In late August, Clayton crafted an exposé on the ten most important film festivals of the award season. The Hamptons International Film Festival (HIFF) just cracked his list, joining other highly regarded galas such as Telluride and Toronto. The festival, now in its 26th year, is helmed by Executive Director, Anne Chaisson (in her seventh term in that position), and has esteemed members of the Academy on its board, including Alec Baldwin.
The fest ensues in the East Hamptons, appropriating theater venues in the Long Island area of New York for five days: October 4th-8th. The festival was founded as a “celebration of independent films… to provide a forum for independent filmmakers with differing global perspectives.”
Outside of the annual festival run, the organization takes part in additional screenings and events – including their yearly Screenwriters Lab – the remainder of the year. HIFF is widely known for its Breakthrough Performers program (which helps advertise emerging talent) as well as showcasing short films as they qualify for a run at the Academy Awards.
Each year, the festival wraps with its Golden Starfish awards for Narrative Feature Film, Documentary Feature, and Short Film, as well as a slew of sponsored and audience awards. Since its inception in 1993, several HIFF films have gone on to receive Academy Awards. Recently, the festival has picked up steam in this regard. Some eventual Best Picture winners out of HIFF include “Slumdog Millionaire” (2008), “The King’s Speech” (2010), “The Artist” (2011), “Argo” (2012), “12 Years a Slave” (2013), and “Birdman” (2014).
This year, their lineup is packed with strong contenders for several major Oscar categories, most notably Picture and Foreign Language Film. The last three winners of the latter category played HIFF, and this year eleven countries (and counting) have brought their official entries to Long Island. These include “Border” (Sweden), “Capernaum” (Lebanon), “Cold War” (Poland), “Roma” (Mexico), and “Shoplifters” (Japan). The quintet makes up my current predictions for the Foreign Language nominees, so this is quite an impressive haul.

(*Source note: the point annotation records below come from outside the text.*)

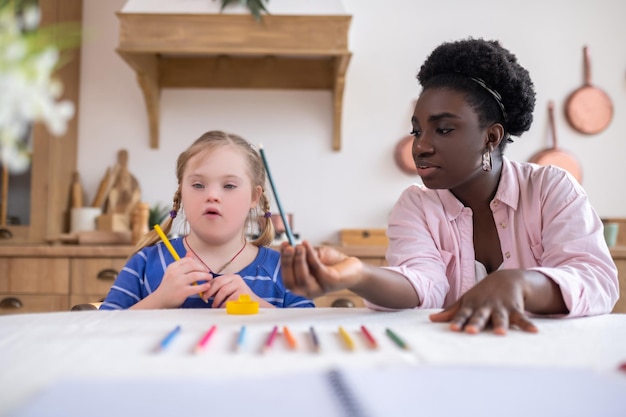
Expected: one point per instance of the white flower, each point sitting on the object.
(29, 92)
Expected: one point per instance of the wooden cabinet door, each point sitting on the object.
(34, 275)
(94, 276)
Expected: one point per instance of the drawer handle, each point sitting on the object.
(5, 233)
(11, 303)
(107, 274)
(343, 302)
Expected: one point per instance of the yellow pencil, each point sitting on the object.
(170, 248)
(166, 241)
(346, 338)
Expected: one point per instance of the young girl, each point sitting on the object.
(220, 188)
(485, 238)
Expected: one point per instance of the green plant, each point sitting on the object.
(256, 7)
(30, 91)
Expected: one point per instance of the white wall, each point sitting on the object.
(356, 187)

HIFF will host the world premieres of five films, most notably, “The Panama Papers,” a documentary from Alex Winter. Winter speaks to the journalists who helped expose the documents that revealed the use of secretive offshore companies to enable widespread tax evasion and money laundering and led to the incrimination of 12 world leaders and over 130 politicians, public officials, and celebrities.
Additional titles we will be screening include the U.S. premiere of Peter Hedges’ “Ben is Back,” as well as Peter Farrelly’s “Green Book,” Asghar Farhadi’s “Everybody Knows,” George Tillman Jr.’s “The Hate U Give,” Yorgos Lanthimos’ “The Favourite,” Marielle Heller’s “Can You Ever Forgive Me?”, Steve McQueen’s “Widows,” and Felix Van Groeningen’s “Beautiful Boy.”
Director Sara Colangelo opens the festival with her new film, “The Kindergarten Teacher.” Maggie Gyllenhaal, who stars in the title role, is attending as one of the three Conversations that accentuate the event.
Emilio Estevez presents the Spotlight Film, “The Public,” and the Saturday Centerpiece is Damien Chazelle’s epic man-on-the-moon venture, “First Man.” The two directors make up the rest of the Conversations trio.
Joel Edgerton’s “Boy Erased” is set as the closing night film for the festival. HIFF announced that Bob Balaban, Bill Camp, Jamie Dornan, Peter Hedges, Matthew Heineman, Matthew Broderick, Alessandro Nivola, Rosamund Pike, George Tillman Jr., and Dolly Wells are also planning to attend.
Artist Paton Miller’s oil on canvas, “Out of Shinnecock” (above), is a work inspired by the fishing trade that dominates the East End of the Hamptons and was selected as the cover art for this year’s festival poster.